A. Dear Tina, Get spirometry done to see what your lung function is. Consult a pulmonologist if you are abnormal and get checked for a familial form of emphysema, known as alpha one deficiency. 

Dr. Tom


Spirometry Results
Q. My FEV1 - 98% and my FEV6 is 48%.  What does this mean?


A. Dear Reegan, It is not possible to have these two numbers from the same spirometry. I do not have an explanation. I suggest a repeat.

Dr. Tom


Questions to Ask Doctor about Sleep Apnea
Q. My husband has sleep apnea and we are going to see a pulmonologist. He snores a lot and skips breath in his sleep, it’s bad What are the right questions to ask.

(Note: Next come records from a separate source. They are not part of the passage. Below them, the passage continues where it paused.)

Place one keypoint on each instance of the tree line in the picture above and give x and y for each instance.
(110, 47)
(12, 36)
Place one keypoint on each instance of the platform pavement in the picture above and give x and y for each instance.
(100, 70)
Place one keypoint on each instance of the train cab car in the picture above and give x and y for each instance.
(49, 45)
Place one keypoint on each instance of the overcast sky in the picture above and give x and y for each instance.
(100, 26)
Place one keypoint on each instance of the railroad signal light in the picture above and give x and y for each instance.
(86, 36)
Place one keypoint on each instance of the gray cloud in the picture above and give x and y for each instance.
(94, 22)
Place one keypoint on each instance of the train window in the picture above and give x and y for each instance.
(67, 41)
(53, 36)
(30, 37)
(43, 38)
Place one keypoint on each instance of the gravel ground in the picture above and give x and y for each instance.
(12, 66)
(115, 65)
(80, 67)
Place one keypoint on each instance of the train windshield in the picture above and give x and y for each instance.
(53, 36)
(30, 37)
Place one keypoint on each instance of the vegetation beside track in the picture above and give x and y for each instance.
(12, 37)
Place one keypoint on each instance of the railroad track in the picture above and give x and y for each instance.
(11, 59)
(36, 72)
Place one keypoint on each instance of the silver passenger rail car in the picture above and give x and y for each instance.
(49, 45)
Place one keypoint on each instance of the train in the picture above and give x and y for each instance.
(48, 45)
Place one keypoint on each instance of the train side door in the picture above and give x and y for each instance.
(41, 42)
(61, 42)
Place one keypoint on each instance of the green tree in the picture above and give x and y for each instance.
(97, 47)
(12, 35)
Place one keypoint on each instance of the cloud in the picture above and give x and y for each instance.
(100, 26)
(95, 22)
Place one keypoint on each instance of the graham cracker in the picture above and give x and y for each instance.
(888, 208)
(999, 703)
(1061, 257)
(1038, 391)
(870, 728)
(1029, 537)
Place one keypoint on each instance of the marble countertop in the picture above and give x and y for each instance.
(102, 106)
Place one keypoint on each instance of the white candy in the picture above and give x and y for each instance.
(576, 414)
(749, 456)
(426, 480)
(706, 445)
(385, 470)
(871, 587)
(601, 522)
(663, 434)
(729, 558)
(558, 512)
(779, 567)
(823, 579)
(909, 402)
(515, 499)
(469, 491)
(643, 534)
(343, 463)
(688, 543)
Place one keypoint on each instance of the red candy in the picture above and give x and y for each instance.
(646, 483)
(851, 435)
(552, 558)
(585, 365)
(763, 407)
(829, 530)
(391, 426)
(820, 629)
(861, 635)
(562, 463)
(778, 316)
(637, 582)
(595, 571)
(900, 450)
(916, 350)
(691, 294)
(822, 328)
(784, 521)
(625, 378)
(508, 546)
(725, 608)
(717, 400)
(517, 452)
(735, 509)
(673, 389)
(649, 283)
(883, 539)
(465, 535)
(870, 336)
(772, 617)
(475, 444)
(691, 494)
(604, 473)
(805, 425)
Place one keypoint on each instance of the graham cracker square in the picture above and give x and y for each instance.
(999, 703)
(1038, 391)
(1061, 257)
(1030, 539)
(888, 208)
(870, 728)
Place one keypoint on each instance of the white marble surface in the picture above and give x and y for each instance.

A. Dear Shelly, Ask him to explain sleep apnea and how it is diagnosed and treated.

Dr. Tom


Could Medication be the Cause of Bruising?
Q. I have been on Advair 250/50 for about two years, I also take Spirivia. I have leg and feet cramps and if I barely touch anything I bruise (real red bruises on top of skin) very easily.

I cannot find this to be a side effect of Advair but I feel that this is the med that is causing it. Could this cause the bruising?  Which med do you think would cause the bruising? I am 63 yrs. old.


A. Dear Gwyn, These two drugs should not have anything to do with easy bruising. Consult your doctor.